Frank Jackson

No. 26
- Positions: Wide receiver, halfback

Personal information
- Born: April 14, 1939 (age 86) Paris, Texas, U.S.
- Listed height: 6 ft 1 in (1.85 m)
- Listed weight: 185 lb (84 kg)

Career information
- College: SMU
- AFL draft: 1961: 19th round, 149th overall pick

Career history
- Dallas Texans/Kansas City Chiefs (1961–1965); Miami Dolphins (1966–1967);

Awards and highlights
- AFL All-Star (1965); AFL champion (1962);

Career statistics
- Receptions: 188
- Receiving yards: 2,955
- Receiving touchdowns: 24
- Stats at Pro Football Reference

= Frank Jackson (American football) =

American football player (born 1939)

Frank Hardin Jackson (born April 14, 1939) is an American former professional football player who was a wide receiver in the American Football League (AFL). He played college football for the SMU Mustangs. After his football career, he became a criminal defense attorney.

==Early life==
Jackson was born in 1939 in Paris, Texas. He was the younger brother of former Chicago Cardinals defensive back, Charlie Jackson. Jackson attended Paris High School. He received varsity letters in high school in basketball, baseball, football, and track. He earned all-state honors in football. He received more than 15 offers to play college football, including offers from Oklahoma, Notre Dame, and Texas A&M.

Jackson played college football at Southern Methodist University (SMU) from 1957 to 1960.

==Pro career==
Jackson played professional football in the American Football League as a halfback for the Dallas Texans from 1961 to 1962. He appeared in 28 games for the Texans, tallying 1,247 return yards, 637 rushing yards, 348 receiving yards, and nine touchdowns.

In 1963, the Texans became the Kansas City Chiefs. Jackson played for the Chiefs from 1963 to 1965. Jackson was moved to the flanker position in Kansas City. He scored four touchdowns (two rushing, two receiving) for the Texans in a 49–21 victory over the Denver Broncos on December 10, 1961. On December 13, 1964, he caught four touchdown passes from Len Dawson in a 49–6 Chiefs defeat of the San Diego Chargers. That tied the pro football record at the time.
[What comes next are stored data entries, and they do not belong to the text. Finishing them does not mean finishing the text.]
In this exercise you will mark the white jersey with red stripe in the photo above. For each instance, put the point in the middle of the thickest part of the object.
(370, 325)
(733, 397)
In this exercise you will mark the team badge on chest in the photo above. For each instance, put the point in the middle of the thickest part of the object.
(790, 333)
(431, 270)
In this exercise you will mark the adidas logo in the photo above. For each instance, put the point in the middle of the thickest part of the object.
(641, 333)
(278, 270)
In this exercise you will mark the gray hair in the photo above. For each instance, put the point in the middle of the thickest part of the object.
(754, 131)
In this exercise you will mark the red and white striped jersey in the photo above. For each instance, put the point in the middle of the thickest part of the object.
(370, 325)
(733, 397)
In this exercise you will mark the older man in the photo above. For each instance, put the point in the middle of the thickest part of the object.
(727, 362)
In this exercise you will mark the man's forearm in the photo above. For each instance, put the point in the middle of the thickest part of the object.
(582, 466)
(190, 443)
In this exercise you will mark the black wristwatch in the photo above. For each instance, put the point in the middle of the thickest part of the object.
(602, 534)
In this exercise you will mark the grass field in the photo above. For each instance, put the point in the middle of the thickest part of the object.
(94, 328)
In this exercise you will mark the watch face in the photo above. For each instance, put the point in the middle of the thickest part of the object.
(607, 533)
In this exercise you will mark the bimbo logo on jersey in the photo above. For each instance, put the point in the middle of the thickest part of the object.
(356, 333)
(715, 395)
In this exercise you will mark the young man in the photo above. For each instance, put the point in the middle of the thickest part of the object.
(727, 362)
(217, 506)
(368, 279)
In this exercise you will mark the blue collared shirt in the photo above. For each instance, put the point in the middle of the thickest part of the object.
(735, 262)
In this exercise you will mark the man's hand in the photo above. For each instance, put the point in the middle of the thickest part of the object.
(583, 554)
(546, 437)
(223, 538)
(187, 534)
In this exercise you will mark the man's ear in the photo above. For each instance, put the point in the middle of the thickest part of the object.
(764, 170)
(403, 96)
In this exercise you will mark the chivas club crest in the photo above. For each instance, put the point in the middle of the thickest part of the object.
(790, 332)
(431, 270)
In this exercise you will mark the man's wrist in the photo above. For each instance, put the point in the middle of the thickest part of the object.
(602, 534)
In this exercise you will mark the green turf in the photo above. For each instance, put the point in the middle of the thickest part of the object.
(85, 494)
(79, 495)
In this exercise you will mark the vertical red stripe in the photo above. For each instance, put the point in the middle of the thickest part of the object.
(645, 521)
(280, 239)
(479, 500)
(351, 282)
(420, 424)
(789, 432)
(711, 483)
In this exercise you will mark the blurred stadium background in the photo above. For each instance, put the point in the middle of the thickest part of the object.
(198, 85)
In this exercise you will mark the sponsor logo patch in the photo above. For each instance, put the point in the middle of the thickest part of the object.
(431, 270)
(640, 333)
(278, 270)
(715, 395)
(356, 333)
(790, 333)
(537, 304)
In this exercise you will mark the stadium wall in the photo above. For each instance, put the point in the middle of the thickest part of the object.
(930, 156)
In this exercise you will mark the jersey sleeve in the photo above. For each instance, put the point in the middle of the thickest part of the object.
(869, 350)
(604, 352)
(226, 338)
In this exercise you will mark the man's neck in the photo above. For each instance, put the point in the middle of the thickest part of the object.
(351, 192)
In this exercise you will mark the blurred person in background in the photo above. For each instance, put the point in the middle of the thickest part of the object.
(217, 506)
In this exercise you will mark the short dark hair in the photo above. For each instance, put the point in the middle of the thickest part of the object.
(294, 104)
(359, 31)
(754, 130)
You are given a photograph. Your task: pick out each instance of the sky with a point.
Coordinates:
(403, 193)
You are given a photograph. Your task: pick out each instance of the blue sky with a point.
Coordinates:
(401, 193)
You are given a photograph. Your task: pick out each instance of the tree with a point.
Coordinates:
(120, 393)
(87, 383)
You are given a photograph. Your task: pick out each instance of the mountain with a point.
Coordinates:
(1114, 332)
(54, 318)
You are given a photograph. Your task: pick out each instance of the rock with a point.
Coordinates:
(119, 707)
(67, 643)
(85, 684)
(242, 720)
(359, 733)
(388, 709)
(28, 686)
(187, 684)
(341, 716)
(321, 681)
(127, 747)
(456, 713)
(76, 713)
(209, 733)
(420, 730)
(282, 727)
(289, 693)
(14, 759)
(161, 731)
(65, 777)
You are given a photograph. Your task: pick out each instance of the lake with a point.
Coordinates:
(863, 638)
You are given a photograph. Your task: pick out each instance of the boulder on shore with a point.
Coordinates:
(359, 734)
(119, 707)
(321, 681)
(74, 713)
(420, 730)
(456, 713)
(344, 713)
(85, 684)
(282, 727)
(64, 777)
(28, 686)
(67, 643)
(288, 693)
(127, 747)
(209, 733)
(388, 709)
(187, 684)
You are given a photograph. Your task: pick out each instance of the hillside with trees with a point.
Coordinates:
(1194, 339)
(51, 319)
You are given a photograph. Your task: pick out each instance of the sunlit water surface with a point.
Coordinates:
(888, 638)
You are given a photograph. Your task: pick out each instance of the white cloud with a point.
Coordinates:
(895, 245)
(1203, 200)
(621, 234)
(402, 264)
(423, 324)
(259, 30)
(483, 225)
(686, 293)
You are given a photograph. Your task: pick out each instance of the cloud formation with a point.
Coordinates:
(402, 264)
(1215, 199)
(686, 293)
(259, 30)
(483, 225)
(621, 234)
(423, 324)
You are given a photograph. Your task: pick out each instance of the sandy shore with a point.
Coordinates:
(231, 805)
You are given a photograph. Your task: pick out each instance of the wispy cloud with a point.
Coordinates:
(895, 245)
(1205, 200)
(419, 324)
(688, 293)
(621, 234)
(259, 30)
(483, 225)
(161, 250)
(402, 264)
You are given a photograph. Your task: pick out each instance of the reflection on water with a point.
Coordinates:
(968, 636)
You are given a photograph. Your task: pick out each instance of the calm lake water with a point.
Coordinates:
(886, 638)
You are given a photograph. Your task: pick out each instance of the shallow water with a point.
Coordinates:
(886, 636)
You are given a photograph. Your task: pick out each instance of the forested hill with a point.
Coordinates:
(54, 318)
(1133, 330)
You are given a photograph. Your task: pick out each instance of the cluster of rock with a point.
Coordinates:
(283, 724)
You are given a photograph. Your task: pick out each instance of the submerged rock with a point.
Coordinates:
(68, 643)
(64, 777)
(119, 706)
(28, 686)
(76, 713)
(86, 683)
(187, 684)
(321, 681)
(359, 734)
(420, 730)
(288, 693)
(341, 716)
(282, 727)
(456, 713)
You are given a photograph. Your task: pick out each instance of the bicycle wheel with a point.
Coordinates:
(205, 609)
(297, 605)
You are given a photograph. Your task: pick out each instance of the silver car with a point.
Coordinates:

He was an American Football League All-Star in 1965. He played on the Texans' 1962 AFL Championship team, winning the longest pro football game ever played up to that time in the AFL Championship game against the two-time defending AFL Champion Houston Oilers. Jackson intended to retire after 1965 to study medicine at the Kansas City College of Osteopathic Surgery. He had a year of medical school study done but elected to play with the Miami Dolphins, who drafted him in the expansion draft and eventually convinced him to a two-year contract, which much of the money deferred. During that first season, a meeting with attorney Percy Foreman, present in Florida for the murder trial involving Candy Mossler-& Melvin Lane Powers saw Jackson influenced to turn his attention away from medicine. On the field, Jackson started thirteen total games for the Dolphins and caught three touchdown passes before retiring in 1967.

==After football==
After leaving football, Jackson became a lawyer, studying at the University of Miami Law School before moving back to Texas. He served as an assistant district attorney in Dallas along with time spent as a prosecutor before changing his profession to serve as a defense lawyer. In 2018, he was inducted into the Texas Criminal Defense Lawyers Association Hall of Fame.